Gegenlesen hilfreich

Ich maile meine Beiträge nach dem Schreiben deswegen gern zum Faktencheck in die betreffende Abteilung, an meine Gesprächspartner. Das kann der Stadtarchivar sein, wenn es um ein stadtgeschichtliches Thema geht, oder die Abteilung Öffentliche Ordnung, wenn der  Beitrag als Imagegeschichte für den Gemeindevollzugsdienst eingeplant ist, oder die Abteilung Grünflächen, Umwelt und Forst, wenn ich über die städtische Streuobstwiese beim Schloss Rauenstein schreibe und mich mit alten Apfelsorten und Baumschnitt nicht unbedingt auskenne. Der Faktencheck hat sich bewährt. Freigegeben werden die Beiträge dann ganz zum Schluss von der Stadtspitze. Wichtig: Bei den Texten im Mitteilungsblatt handelt es sich um Öffentlichkeitsarbeit und nicht etwa um journalistische Beiträge. Letztendlich entscheidet die Stadtspitze, welche Themen wie ins Mitteilungsblatt kommen. Das ist nicht anders als bei anderen Kunden.

Bloß keine Fachsprache

Von Anfang an war es mein Anspruch, vor allem verständlich zu schreiben und Sachverhalte so darzustellen, dass sich die Bürgerinnen und Bürger auch ohne Vorwissen gut informiert fühlen. Unverständliche Verwaltungssprache, wie sie in Sitzungsvorlagen häufig zu lesen ist, war für mich immer tabu. Ich denke, ich habe es bisher ganz gut hingekriegt. Das Feedback, das ich persönlich für die Stadtnachrichten bekomme, ist meistens erfreulich.

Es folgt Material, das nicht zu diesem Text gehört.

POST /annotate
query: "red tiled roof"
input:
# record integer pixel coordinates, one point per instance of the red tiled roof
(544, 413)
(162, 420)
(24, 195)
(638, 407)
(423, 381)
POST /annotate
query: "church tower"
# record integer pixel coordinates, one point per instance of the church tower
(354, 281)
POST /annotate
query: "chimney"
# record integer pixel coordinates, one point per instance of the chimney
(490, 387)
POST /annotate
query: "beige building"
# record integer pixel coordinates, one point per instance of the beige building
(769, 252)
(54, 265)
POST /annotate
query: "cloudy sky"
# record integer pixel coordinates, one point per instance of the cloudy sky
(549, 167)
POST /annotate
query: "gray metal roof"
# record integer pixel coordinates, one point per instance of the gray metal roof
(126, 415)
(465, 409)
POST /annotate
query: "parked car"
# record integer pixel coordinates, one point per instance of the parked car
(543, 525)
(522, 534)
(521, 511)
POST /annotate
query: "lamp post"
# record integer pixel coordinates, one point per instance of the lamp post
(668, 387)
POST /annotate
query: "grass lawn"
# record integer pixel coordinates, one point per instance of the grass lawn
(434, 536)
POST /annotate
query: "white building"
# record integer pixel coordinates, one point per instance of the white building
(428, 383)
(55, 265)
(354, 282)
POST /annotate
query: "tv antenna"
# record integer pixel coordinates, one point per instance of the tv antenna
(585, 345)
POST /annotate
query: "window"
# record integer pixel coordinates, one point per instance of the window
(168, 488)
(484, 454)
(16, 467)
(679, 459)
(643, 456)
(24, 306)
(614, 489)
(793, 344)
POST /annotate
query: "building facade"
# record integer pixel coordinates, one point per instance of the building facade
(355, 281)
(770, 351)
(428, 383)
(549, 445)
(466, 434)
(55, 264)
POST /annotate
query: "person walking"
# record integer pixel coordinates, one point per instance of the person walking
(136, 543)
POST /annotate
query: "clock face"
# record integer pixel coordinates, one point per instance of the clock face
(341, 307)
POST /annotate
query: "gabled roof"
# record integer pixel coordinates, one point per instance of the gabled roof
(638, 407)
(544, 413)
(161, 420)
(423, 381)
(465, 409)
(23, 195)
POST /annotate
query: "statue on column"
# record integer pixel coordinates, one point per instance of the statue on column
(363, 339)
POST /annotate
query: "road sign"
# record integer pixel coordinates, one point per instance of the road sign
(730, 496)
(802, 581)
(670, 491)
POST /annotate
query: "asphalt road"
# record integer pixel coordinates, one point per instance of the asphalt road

Bürgerinformation ist Bürgerbeteiligung

Meiner Meinung nach braucht jede Stadt informierte Bürgerinnen und Bürger. Jede Bürgerbeteiligung beginnt mit der Information oder umgekehrt Bürgerinformation ist eine Form der Bürgerbeteiligung. Nur informierte Bürgerinnen und Bürger können sich eine eigene Meinung bilden und mitreden. Direkte Kommunikation ist ein Kanal von vielen Kanälen, um die Menschen in der Stadt zu erreichen. Ich denke, je geringer die Reichweite lokaler Zeitungen ist, desto wichtiger wird es für die Rathäuser, auch andere eigene Kommunikationskanäle zu nutzen.

Hier geht es zu Praxisbeispielen.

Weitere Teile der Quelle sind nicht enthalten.